Un sentir agudo, persistente, galopante y hasta un poco quebradizo. Di varias

vueltas sobre el sufrido colchón, hasta que el eficaz cansancio de catorce horas

cargando cajones en el mercado, dio sus generosos frutos. Me noqueó, sí, me

ganó el imponderable sueño y me transportó por un túnel suave donde el

silencio se apropió de quejas y dolores momentáneos. De pronto, unas voces

externas, gritos casi inentendibles, me despertaron. Tardé en reaccionar y

coordinar mis sentidos, no se cuantas horas dormí, pero un medallón de oro se

abría paso entre las cortinas de mi cuarto. Me asomé a la ventana y vi una

muchedumbre que se encaminaba ardiente de pasión, rumbo al centro de la

capital. Vi sus rostros, y ellos, eran todos el mío. Y sentí que sus voces de

reclamo popular me pertenecían. Que los mismos rumores que correteaban

días atrás por los pasillos del mercado, hoy estaban llamando a mi puerta para

que los números de la suma alcanzaran la cifra completa.
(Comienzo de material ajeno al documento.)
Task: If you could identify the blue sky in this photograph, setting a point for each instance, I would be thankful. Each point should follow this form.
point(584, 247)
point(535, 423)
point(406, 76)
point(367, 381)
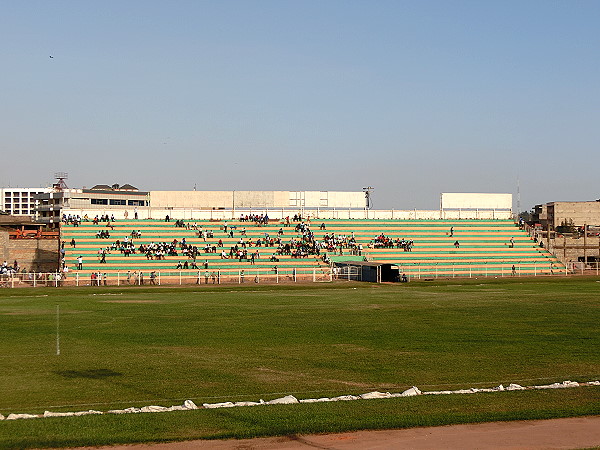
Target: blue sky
point(413, 98)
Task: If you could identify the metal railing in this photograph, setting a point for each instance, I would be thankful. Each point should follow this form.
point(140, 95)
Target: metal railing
point(133, 278)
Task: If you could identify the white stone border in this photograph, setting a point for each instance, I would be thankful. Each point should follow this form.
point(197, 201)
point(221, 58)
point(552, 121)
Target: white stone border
point(189, 405)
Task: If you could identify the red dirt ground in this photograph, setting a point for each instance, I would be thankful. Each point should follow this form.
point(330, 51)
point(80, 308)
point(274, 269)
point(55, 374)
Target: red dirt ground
point(572, 433)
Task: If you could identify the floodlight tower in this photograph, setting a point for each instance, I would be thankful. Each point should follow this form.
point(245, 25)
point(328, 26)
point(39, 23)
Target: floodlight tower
point(60, 185)
point(367, 191)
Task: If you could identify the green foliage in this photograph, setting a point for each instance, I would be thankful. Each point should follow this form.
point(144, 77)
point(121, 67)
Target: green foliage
point(136, 347)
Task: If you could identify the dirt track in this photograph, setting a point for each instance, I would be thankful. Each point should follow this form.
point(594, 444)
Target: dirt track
point(572, 433)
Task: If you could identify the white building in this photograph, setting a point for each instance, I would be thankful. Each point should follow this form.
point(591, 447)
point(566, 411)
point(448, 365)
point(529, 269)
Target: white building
point(20, 201)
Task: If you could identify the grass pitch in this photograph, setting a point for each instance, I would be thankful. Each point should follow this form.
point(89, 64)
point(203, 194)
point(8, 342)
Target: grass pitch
point(141, 346)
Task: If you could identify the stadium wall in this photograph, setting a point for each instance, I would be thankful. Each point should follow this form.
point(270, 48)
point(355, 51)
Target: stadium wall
point(255, 199)
point(279, 213)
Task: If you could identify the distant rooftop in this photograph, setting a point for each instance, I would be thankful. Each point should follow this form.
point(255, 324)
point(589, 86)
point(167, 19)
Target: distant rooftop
point(114, 187)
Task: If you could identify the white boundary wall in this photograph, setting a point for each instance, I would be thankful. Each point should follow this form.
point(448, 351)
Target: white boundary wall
point(313, 214)
point(461, 201)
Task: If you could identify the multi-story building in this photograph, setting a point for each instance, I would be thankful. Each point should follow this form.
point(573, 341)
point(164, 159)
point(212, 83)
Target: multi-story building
point(20, 201)
point(101, 199)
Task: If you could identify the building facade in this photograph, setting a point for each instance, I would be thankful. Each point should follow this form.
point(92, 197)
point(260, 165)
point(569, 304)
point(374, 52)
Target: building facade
point(20, 201)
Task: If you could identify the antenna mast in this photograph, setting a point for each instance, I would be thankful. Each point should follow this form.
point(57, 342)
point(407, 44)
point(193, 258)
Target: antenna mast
point(368, 190)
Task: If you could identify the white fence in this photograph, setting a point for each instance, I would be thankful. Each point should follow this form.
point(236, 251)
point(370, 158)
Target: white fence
point(289, 275)
point(183, 277)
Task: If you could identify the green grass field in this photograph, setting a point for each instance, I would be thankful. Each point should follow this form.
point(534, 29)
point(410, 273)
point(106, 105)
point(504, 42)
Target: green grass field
point(160, 346)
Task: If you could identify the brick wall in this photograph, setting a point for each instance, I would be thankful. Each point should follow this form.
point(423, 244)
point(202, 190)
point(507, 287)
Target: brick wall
point(32, 254)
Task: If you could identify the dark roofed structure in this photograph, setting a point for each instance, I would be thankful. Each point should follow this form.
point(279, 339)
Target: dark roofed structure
point(114, 187)
point(101, 187)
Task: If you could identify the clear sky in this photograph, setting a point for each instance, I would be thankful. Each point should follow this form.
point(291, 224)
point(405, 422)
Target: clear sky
point(413, 98)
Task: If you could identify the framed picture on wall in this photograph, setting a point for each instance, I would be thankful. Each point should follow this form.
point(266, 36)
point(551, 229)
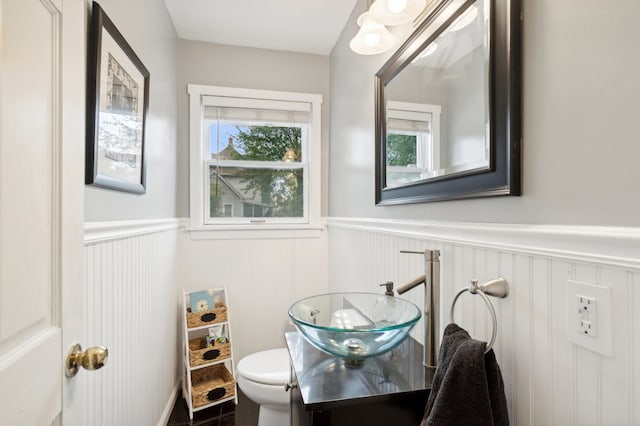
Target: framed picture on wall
point(117, 103)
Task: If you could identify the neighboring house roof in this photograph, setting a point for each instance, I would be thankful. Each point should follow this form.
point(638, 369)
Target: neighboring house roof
point(228, 153)
point(238, 193)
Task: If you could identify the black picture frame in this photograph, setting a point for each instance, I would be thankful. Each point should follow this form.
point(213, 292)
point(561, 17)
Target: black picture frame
point(503, 177)
point(117, 104)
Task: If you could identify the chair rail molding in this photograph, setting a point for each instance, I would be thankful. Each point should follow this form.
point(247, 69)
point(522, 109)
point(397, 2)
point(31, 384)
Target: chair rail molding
point(99, 232)
point(615, 246)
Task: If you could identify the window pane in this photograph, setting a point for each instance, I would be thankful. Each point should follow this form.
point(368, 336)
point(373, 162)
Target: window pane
point(401, 150)
point(234, 141)
point(256, 192)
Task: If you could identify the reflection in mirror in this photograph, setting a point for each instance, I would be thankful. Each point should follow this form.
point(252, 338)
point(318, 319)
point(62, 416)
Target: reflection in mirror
point(451, 73)
point(447, 107)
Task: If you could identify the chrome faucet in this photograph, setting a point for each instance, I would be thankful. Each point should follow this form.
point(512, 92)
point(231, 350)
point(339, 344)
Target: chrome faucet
point(431, 308)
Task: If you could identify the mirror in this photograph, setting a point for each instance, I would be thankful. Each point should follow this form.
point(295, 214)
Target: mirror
point(447, 107)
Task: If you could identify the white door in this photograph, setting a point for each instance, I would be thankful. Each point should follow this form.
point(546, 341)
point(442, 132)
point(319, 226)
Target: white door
point(41, 211)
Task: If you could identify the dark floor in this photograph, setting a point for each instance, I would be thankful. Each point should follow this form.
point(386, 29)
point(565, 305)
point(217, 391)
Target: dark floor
point(225, 414)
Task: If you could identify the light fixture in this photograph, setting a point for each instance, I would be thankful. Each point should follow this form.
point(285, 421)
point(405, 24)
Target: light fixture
point(465, 19)
point(372, 38)
point(396, 12)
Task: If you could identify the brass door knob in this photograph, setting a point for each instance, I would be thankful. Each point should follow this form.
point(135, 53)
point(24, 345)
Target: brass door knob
point(91, 359)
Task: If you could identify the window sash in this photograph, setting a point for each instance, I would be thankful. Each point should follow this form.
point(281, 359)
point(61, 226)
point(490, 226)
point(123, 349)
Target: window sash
point(200, 96)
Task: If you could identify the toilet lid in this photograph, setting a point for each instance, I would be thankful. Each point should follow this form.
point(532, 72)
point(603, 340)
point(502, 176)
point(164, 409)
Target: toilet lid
point(270, 367)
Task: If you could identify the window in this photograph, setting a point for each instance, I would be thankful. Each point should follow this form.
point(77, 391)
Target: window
point(413, 151)
point(255, 157)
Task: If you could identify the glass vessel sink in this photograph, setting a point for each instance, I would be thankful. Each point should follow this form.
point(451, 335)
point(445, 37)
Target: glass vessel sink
point(354, 326)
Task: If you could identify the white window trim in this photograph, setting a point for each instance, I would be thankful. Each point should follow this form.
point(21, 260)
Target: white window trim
point(198, 160)
point(408, 110)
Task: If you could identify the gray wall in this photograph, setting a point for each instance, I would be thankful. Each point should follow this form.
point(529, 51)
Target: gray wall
point(221, 65)
point(146, 26)
point(581, 99)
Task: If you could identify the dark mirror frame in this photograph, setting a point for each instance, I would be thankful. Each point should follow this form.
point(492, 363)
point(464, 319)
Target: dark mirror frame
point(504, 174)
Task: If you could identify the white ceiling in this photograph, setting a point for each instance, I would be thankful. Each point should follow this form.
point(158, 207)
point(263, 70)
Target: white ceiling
point(310, 26)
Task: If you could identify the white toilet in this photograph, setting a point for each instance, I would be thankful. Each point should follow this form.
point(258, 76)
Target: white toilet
point(262, 377)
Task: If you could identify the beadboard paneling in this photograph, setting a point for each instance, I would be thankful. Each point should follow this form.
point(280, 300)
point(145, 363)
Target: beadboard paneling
point(131, 299)
point(548, 379)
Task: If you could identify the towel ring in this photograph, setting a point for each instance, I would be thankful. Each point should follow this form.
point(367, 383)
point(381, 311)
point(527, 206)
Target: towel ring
point(497, 287)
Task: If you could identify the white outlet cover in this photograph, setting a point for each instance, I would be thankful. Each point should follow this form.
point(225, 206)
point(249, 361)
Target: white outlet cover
point(601, 344)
No lo dudé un
                                                                                                                                            
instante más. Entendí el mensaje. Me vestí como pude, a las ligeras, abrí el

cajón del armario verde, saqué mi honda de doble elástico con empuñadura

hecha de paraíso tallada a cortapluma, llené mi bolsita de lienzo con bolitas de

barro que yo mismo amasé, y de tres saltos ya estaba en la vértebra asfáltica

marchando junto a mis compañeros. Las calles se enrojecían de puños

exaltados. El piso temblaba, los añejos árboles se estremecían a nuestro paso,

y a cada metro que avanzábamos se sumaban más pechos, más voces,

idénticas a las mías. Desde el cielo se desprendían panes que se arrebujaban

al amparo del hambre. La plaza toda era un grito libre que se desprendía de un

tajo antiguo. Había despertado un gigante y a cada paso, se derretían a

sus pies los lustrosos látigos de la opresión. Me encontré con los compañeros

de lucha cotidiana y marchamos codo a codo. Y una voz enorme como un

consejo sano nos alentaba: ¡vamos Moncho!, ¡ fuerza Gorrión!, ¡aguante

Gringo!, ¡adelante pueblo!. Era la voz de Agustín Tosco subido a un sueño

tantas veces postergado, y con su mano extendida nos señalaba un horizonte

nuevo que crecía lentamente desde los vientres secos, desde las manos

ajadas, desde los llantos parturientos, desde todos los primeros de mayo

humillados y desde las flores necesitadas de algún beso enamorado. En una

esquina cualquiera por donde suelen doblar los recuerdos, nos topamos con

los imberbes mentales que azotaban nuestro paso. Pero la masa unificada era

una bola de nieve compacta, irresistible, que avanzaba en pos de su destino de

grandeza. Balas y garrotes que venían y se perdían en los recodos de los

zagüanes clausurados. Bolitas que iban silbando un grito libertario y se

encontraban con animales inteligentes sobre cuatro patas que sostenían en sus
                                                                                                                                
monturas otros animales brutos  de botas asustadas. ¡Vamos Moncho!, ¡fuerza

Gorrión!, ¡aguante Gringo!. Llegamos a la puerta del mercado, y decidí resistir

en mi puesto de trabajo. La ciudad era un caos que se esparcía bajo un manto

neblinezco de gases lacrimógenos. Y allí estábamos mis compañeros y yo,

escribiendo la historia con la letra desgarbada que apenas aprendimos en la

primaria pero con la lucidez altiva y prosaica que nos sembraron nuestros

antepasados. De pronto me encontré cara a cara con uno de esos  “fieros”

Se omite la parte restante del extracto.